[Paper] YOLOv2/YOLO9000: Better, Faster, Stronger

Introduction


https://herbwood.tistory.com/17

YOLO (You Only Look Once) object detection model has been increasingly popular especially due to its extremely fast speed. The original model, YOLOv1, was a breakthrough one-stage model but its performance was not so great despite its extremely fast speed (45 FPS). Joseph Redmon proposed the second version of YOLO model, YOLOv2 which showed various improvements compared to the original model.

There’re two branches of this version: YOLO9000 which can detect over 9000 object categories and YOLOv2 which we will mostly focus on today.

In the following chapters, we’ll talk about the improvements to the original YOLOv2.

Better

Summary

YOLOv1 suffers localization errors and relatively low recall compared to region proposal-based methods. Thus, this paper mostly focuses on improving recall and localization while maintaining classification accuracy.
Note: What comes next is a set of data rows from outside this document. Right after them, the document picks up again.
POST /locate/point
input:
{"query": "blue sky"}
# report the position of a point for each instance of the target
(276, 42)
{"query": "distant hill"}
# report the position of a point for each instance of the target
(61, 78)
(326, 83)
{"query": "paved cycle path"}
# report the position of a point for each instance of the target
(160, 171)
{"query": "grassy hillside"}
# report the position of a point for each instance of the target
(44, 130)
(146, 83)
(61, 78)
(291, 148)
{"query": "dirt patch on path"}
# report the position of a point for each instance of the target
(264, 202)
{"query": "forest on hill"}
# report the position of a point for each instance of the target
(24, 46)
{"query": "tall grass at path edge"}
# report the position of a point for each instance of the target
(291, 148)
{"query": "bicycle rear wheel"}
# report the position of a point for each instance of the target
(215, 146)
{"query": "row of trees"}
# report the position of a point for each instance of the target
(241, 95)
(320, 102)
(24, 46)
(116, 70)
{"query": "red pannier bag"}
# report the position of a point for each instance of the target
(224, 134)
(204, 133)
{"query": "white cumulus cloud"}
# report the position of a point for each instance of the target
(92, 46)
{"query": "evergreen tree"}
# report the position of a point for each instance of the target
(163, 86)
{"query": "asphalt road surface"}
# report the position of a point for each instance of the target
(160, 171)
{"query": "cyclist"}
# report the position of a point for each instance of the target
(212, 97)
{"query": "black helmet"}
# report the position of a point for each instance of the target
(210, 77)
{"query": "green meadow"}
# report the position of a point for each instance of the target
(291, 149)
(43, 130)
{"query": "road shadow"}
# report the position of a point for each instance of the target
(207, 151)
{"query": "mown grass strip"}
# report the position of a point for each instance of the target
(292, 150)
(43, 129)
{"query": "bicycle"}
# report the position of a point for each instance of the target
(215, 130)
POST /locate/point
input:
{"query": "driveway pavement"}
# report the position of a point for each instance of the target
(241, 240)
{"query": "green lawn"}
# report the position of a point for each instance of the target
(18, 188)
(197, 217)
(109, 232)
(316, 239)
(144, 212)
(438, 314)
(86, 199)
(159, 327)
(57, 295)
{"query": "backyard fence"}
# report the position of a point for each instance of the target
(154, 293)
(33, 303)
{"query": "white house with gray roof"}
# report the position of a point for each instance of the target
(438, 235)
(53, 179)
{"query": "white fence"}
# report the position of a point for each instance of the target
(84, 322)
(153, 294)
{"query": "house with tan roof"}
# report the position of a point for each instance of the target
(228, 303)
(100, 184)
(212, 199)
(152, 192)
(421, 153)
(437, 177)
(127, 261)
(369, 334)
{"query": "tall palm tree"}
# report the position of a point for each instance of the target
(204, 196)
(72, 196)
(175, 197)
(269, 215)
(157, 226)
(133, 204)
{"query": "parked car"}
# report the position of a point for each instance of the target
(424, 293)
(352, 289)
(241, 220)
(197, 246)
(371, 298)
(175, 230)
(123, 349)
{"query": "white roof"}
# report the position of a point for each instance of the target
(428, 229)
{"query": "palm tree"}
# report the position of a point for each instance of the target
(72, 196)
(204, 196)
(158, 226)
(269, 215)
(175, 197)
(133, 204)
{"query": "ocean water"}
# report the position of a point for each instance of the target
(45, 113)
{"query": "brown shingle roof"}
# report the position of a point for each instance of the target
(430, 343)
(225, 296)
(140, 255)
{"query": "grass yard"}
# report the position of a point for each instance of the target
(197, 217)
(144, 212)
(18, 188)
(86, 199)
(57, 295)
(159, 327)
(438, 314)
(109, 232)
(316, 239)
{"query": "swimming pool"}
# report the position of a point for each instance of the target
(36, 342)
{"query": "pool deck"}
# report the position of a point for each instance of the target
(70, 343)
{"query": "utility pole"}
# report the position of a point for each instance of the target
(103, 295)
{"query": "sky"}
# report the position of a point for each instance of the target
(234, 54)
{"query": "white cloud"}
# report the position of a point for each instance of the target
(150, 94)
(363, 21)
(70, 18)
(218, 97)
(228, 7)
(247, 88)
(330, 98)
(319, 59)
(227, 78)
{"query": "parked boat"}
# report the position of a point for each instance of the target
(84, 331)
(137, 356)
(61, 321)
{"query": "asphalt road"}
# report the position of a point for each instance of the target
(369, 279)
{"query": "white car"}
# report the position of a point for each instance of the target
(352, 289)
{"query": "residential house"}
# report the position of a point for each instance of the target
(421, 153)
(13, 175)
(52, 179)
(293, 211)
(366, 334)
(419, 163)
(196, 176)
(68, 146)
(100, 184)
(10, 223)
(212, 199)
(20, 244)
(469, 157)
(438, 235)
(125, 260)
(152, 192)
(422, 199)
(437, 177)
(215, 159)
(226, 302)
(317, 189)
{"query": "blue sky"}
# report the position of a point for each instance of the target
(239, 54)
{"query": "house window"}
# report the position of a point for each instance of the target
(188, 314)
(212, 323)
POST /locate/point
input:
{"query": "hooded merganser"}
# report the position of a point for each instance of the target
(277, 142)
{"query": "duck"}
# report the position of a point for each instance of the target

Many good performing detectors rely on large network or ensembling techniques but YOLOv2 aims for more accurate but still fast detector. Instead of scaling up the network, YOLOv2 simplifies network and make the representation easier to learn.

Batch Normalization

YOLOv2 adopts batch normalization paper link which brings faster convergence and regularization effects. Batch normalization is added on all convolutional layers while dropout layers are removed. It brings more than \(2\%\) mAP improvement.

High Resolution Classifier

YOLOv1 trains the classifier at 224 x 224 scale and increases the reolution to 448 x 448 for detection. This sudden change in resolution makes it hard for the network to adjust to the new input resolution.

YOLOv2 first fine-tunes the classifier at the full 448 x 448 resolution for \(10\) epochs on ImageNet. This gives the network some time to adjust its filters to work better on the higher resolution input.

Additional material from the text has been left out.